President Donald Trump's pardon last week of ex-Arizona Sheriff Joe Arpaio is his first pardon as president, coming 216 days into his term.
That is earlier than recent presidents have used the pardon power: Barack Obama, George W. Bush and Bill Clinton each waited over 600 days before doing so (682, 699, and 672 days, respectively).
Experts said that longer timeframe reflects two aspects of the modern use of the pardon power:
(1) It is generally subject to a formal review and consultation process with the Department of Justice and the White House (there is a pardon attorney office that processes all requests, and rigorously reviews the case for potential pardons and commutations); and
(2) pardons have proven to be controversial and politically difficult, especially given the perception that well-connected and prominent people are more likely to get them.
If you go further back in history, other presidents did issue pardons as soon as Trump has during his term.

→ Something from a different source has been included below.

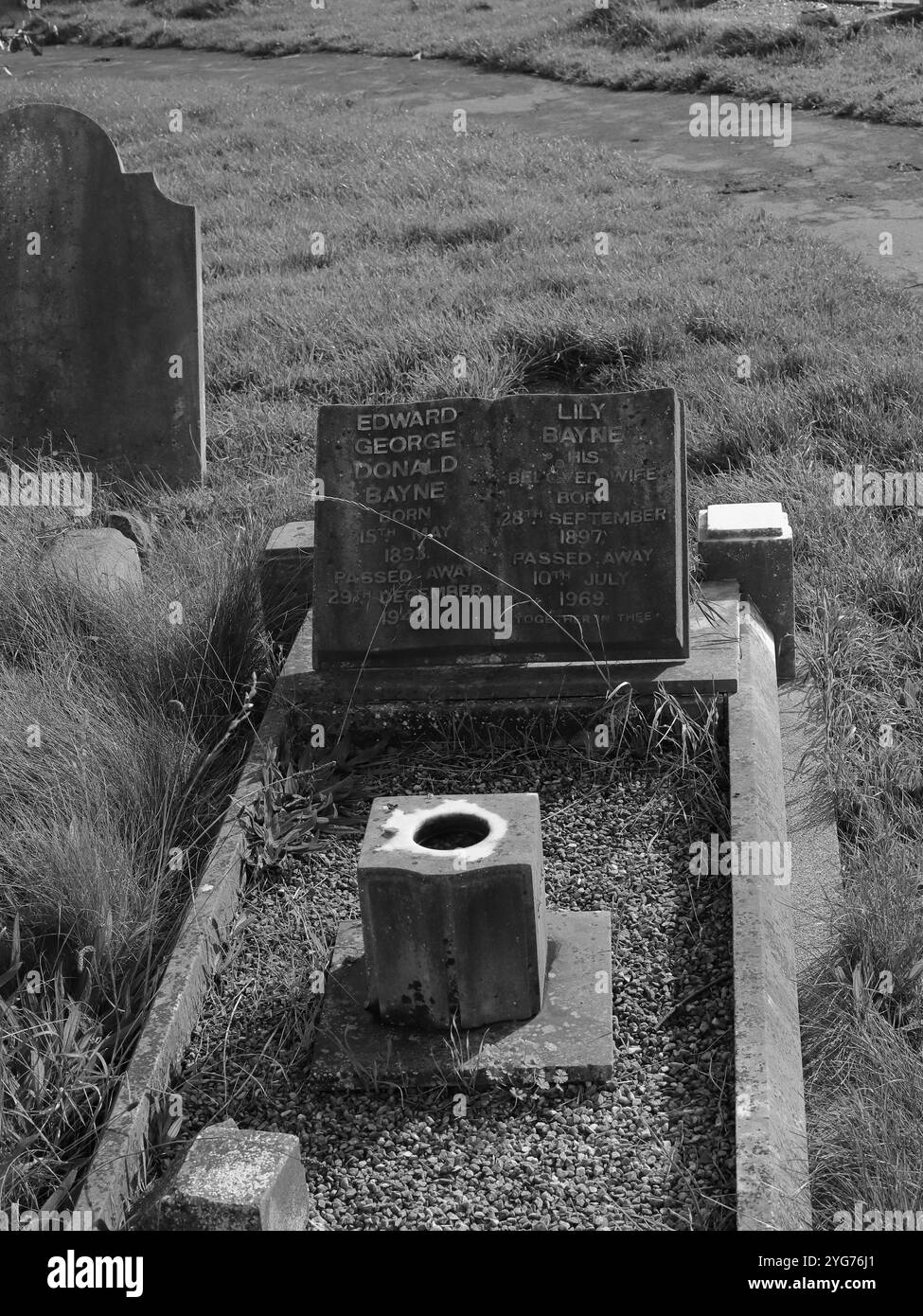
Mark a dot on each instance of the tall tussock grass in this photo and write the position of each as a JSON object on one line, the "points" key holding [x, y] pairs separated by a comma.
{"points": [[123, 719]]}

Presidents Ronald Reagan and Jimmy Carter, for example, both issued their first pardons within the first 100 days (56 and 82, respectively). And George H.W. Bush used the pardon power after 206 days in office, just shy of Trump's 216 mark.

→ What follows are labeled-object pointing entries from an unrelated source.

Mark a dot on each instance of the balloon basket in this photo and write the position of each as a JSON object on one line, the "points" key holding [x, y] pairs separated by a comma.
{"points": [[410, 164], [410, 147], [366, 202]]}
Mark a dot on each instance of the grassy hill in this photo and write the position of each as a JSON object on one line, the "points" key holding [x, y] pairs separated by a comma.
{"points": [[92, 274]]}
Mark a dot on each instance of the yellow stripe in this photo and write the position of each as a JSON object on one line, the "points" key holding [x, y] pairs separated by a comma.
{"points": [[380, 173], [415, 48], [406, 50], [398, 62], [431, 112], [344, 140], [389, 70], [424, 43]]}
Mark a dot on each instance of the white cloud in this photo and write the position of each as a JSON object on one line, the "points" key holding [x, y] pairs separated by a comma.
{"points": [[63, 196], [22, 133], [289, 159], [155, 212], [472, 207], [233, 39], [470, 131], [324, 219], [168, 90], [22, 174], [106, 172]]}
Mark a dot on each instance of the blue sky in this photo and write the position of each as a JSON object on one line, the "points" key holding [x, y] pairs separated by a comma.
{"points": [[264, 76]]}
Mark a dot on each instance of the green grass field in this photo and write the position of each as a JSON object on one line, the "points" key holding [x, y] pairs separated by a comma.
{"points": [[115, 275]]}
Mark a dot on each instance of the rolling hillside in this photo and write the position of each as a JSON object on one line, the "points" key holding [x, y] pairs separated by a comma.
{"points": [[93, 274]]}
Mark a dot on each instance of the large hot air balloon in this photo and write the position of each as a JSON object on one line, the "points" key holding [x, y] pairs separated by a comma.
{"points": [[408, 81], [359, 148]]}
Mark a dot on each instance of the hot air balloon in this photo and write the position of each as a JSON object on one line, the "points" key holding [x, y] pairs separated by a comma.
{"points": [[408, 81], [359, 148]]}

P.S. Ruckman Jr., a political scientist who studies the pardon power and provided this historical data, told MSNBC that Trump's pardon comes "relatively early in his term" compared to recent history, but the larger question with pardons is how they are used, not when.
"This isn't a policy pardon, it's more of a stunt," Ruckman said. "All it does is smear the reputation of pardon power, feeds misconception that pardon is for celebrities."
He added, "With 11,000 applications sitting when Trump came into office, the idea that this would be the most important or deserving one is ridiculous."